Et de fait, cette possibilité de déclarer objective une position morale paraîtra beaucoup plus dérangeante quand on regarde les discriminations : le sexisme est une position morale. Et elle a longtemps été considérée ( et continue à l'être pour la majeure partie des personnes de ce monde ) comme objective; comme scientifiquement justifiée et j'en passe. Idem pour le racisme. Idem pour l'homophobie.
Ben... non. Enfin si, évidemment, c'est une position morale, mais ça n'est pas si simple que juste se dire "je suis sexiste", la plupart des personnes sexistes ne le savent même pas, la plupart des personnes racistes ne se rendent même pas compte de leur racisme (ou le nient, mais ça revient au même). C'est profondément ancré dans la culture, et c'est avant tout un fonctionnement cognitif parfaitement naturel et "normal". Qu'on peut refuser, oui évidemment, pour peu qu'on en ait conscience, c'est la base même de la psycho sociale/de la sociologie, mais naturellement, nous discriminons constamment les gens autour de nous, parce que cognitivement, les stéréotypes sont le moyen le plus économique et le moins énergivore pour évaluer et se représenter le monde (attention, je ne dis pas que c'est une question d'intelligence ou de potentiel intellectuel que d'être raciste/sexiste ou pas, ça n'a rien à voir). Ca devient une position morale à partir du moment où l'on est mis face à cette représentation sexiste, mettons, et que l'on décide qu'elle nous convient bien et qu'elle nous satisfait (et qu'elle ne crée pas de dissonance cognitive ou émotionnelle entre ce que l'on pense être nos valeurs et nos actions).
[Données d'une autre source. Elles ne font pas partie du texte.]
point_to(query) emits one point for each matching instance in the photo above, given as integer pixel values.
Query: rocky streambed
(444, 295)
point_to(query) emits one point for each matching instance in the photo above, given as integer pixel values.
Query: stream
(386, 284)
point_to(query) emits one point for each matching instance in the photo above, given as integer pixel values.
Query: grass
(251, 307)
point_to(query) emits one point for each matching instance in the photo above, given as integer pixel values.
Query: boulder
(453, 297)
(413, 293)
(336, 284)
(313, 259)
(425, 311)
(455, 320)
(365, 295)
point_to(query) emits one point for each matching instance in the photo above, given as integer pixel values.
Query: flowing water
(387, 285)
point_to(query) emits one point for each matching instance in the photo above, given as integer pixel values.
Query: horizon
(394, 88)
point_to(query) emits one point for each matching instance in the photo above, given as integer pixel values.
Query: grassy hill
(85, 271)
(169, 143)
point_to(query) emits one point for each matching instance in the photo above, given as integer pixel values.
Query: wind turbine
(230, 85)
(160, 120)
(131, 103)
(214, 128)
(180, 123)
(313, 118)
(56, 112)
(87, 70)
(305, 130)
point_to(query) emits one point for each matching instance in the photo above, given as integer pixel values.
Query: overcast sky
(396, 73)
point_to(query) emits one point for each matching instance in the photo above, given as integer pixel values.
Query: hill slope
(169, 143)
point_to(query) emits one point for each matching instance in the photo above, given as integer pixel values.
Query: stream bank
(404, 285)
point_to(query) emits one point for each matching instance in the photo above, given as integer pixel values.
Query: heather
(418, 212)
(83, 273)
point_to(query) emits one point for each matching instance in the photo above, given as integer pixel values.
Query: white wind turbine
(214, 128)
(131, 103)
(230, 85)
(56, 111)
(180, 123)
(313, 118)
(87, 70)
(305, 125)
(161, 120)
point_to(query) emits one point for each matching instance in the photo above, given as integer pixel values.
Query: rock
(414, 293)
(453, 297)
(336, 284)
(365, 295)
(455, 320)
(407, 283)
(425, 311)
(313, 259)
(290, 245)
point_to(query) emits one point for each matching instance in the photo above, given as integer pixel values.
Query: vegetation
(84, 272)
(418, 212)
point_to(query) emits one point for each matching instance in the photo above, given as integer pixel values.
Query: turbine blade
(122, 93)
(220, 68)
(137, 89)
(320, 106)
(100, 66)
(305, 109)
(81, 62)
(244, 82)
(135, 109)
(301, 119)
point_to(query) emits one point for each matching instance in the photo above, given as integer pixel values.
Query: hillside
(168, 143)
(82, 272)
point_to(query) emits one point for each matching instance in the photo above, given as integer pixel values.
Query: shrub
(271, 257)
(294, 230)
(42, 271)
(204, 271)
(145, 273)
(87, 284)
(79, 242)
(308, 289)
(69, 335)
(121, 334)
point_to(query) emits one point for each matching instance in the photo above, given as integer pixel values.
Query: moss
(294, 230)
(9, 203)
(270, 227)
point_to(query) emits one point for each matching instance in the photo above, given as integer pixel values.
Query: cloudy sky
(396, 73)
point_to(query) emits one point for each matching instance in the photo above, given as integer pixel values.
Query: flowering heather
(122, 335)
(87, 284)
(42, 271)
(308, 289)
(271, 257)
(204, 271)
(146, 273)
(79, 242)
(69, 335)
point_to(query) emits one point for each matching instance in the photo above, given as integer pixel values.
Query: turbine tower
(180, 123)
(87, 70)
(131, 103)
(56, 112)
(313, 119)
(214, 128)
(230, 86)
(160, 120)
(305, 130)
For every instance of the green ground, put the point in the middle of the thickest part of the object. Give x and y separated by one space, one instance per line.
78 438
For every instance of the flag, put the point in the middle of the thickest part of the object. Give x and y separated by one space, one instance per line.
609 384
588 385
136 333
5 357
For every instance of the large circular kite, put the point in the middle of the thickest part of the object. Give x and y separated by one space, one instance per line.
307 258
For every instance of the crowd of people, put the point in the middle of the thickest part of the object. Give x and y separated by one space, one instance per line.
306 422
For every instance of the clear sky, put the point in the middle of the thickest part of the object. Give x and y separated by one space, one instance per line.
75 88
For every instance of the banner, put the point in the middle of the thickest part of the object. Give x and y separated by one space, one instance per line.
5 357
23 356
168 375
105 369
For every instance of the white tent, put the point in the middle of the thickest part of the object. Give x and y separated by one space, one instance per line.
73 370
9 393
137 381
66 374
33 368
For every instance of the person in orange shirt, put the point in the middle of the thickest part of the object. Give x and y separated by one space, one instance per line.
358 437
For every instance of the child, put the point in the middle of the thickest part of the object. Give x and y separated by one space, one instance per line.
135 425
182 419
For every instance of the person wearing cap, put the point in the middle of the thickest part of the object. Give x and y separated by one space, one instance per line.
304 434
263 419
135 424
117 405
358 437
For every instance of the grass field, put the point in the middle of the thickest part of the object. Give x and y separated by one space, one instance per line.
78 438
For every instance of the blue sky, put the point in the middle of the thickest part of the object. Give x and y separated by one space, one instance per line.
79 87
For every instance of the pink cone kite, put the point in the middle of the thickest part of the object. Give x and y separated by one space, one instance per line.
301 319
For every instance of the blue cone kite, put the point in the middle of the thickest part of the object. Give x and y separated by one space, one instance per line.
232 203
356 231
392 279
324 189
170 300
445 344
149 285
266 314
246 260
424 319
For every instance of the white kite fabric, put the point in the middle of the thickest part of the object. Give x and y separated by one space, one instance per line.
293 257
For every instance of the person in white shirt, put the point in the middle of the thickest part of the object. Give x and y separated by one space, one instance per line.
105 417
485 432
Concernant ce que tu dis à propos de l'éthique, de l'aspect difficilement objectif et du rapprochement avec la morale, il y'a un élément que tu n'abordes que trop peu (ou que tu ne cites pas tel quel), c'est la temporalité : le monde change, l'éthique évolue. Il y'a 60 ans de ça, on voyait Cousteau foutre des coups de pioche dans la tête des bébés phoques et c'était un héros. Aujourd'hui, on vilipende les braconniers, on diabolise les personnes qui maltraitent leurs animaux, etc. Il y'a pas un point 0 de l'éthique autour duquel on tourne en s'en éloignant plus ou moins en fonction de la thématique : il y'a des cultures, des contre-cultures, et des sous cultures qui se croisent et se bouffent et s'alimentent les unes les autres, et des individus qui se positionnent (et forcément, puisqu'on vit sous la forme d'un état avec ses lois et ses règles, une posture "publique" plus ou moins proche de ce que le peuple demande). C'est comme ça qu'on se retrouve avec des gens qui mangent du foi gras en en ayant rien à foutre que les canards souffrent mille maux et d'autres qui vont à la chasse parce que le sang les excite. Donc évidemment que l'éthique n'est pas objective, et quelque part : heureusement.
Quoi qu'il en soit, j'ai du mal à comprendre ce que tu reproches à cette position (d'autant plus dans le monde scientifique ; perso, étant par définition, une scientifique, je trouve au contraire que c'est absolument indispensable, et je vois chaque jour les dégâts que le manque d'éthique de certains de mes collègues peut créer).